UCA-OAM通信系统下的联合域信道估计

doi:10.12305/j.issn.1001-506X.2025.10.32

摘要/Abstract

摘要：

聚焦轨道角动量(orbital angular momentum，OAM)技术在无线通信中的应用，针对收发端均匀圆形天线(uniform circular antenna, UCA)阵列未对准的多径通信场景，提出OAM域与空间域联合的信道估计方案。由于收发端UCA难以严格对齐且 OAM波束易产生多径效应，方案分两阶段进行信道估计。第一阶段在OAM域估计直达径参数，应用旋转不变技术信号参数估计算法得到直达径信道；第二阶段在空间域估计散射径参数，通过混合信号与直达径信号相减得到散射信号，利用逆离散傅里叶变换和多信号分类算法估计角度参数完成信道估计。仿真结果表明，该方案能准确估计直达径和散射径参数，均方误差曲线性能良好，为OAM技术在无线通信中的应用提供有效方案。

关键词: 轨道角动量, 无线通信, 多径效应, 信道估计

Abstract:

focusing on the application of orbital angular momentum （OAM） technology in wireless communication, a channel estimation scheme based on the combination of OAM domain and spatial domain is proposed for the multi-path communication scenario where the uniform circular antenna （UCA） array at the receiving and sending end is misaligned.

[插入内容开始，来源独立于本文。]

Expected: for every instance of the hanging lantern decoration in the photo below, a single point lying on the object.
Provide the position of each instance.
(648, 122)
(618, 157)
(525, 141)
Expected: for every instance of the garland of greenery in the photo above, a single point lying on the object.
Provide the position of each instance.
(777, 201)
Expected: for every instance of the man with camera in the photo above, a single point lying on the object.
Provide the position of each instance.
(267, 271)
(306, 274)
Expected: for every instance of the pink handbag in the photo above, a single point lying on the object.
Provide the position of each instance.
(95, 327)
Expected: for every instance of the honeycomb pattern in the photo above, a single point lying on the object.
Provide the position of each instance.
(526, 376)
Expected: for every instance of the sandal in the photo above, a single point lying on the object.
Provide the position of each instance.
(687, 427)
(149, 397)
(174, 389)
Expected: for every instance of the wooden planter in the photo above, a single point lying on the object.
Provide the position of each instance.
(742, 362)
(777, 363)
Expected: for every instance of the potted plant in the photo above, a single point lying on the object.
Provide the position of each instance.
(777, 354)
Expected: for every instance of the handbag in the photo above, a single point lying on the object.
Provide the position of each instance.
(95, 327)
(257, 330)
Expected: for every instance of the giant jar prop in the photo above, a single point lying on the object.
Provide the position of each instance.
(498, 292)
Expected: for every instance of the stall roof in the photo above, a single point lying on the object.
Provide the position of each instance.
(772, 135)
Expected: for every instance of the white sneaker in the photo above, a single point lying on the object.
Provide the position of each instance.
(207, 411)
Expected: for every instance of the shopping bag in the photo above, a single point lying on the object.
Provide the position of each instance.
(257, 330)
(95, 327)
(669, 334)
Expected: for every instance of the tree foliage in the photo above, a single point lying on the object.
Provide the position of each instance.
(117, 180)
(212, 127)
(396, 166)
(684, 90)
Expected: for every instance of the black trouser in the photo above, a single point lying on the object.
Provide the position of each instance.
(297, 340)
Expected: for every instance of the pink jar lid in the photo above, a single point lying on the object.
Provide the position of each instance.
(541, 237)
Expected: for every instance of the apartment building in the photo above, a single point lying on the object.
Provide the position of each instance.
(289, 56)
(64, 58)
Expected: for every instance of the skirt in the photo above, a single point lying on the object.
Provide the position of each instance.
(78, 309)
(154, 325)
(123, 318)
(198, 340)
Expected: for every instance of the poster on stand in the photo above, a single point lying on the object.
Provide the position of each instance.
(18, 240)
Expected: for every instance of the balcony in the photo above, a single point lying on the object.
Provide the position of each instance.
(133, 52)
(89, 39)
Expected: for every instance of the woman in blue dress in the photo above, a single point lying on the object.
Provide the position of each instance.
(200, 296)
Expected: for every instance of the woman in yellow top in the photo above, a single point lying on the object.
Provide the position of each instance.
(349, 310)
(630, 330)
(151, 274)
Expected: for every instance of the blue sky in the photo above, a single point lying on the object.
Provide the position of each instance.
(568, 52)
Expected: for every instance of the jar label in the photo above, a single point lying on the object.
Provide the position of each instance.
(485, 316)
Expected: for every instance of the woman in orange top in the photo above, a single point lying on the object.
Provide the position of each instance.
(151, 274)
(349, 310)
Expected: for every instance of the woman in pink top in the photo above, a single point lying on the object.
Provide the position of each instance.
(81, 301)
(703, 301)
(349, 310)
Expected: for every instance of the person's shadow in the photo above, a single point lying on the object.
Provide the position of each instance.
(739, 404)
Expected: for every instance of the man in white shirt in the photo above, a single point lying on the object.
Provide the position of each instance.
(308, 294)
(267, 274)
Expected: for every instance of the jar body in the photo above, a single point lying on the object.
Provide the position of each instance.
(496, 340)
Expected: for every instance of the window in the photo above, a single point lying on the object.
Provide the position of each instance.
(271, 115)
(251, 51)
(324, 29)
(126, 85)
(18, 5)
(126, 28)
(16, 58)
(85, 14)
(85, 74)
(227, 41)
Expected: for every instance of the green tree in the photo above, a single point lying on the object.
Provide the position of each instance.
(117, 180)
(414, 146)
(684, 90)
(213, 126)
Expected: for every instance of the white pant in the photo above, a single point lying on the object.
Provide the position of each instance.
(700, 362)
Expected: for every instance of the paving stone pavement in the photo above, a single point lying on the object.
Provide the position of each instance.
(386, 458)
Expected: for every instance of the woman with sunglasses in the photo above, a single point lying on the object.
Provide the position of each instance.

Because UCA is difficult to be strictly aligned and OAM beam is easy to produce multi-path effect, channel estimation is carried out in two stages. In the first stage, the direct path parameters are estimated in OAM domain, and the direct path channel is obtained by estimation of signal parameters via rotational invariance techniques algorithm. In the second stage, the scattering path parameters are estimated in the space domain. The scattering signal is obtained by subtracting the mixed signal and the direct path signal. The angle parameters are estimated by inverse discrete Fourier transform and multiple signal classification algorithm to complete the channel estimation. The simulation results show that this scheme can accurately estimate the parameters of direct path and scattering path, and has good performance of mean square error curve, which provides an effective scheme for the application of OAM technology in wireless communication.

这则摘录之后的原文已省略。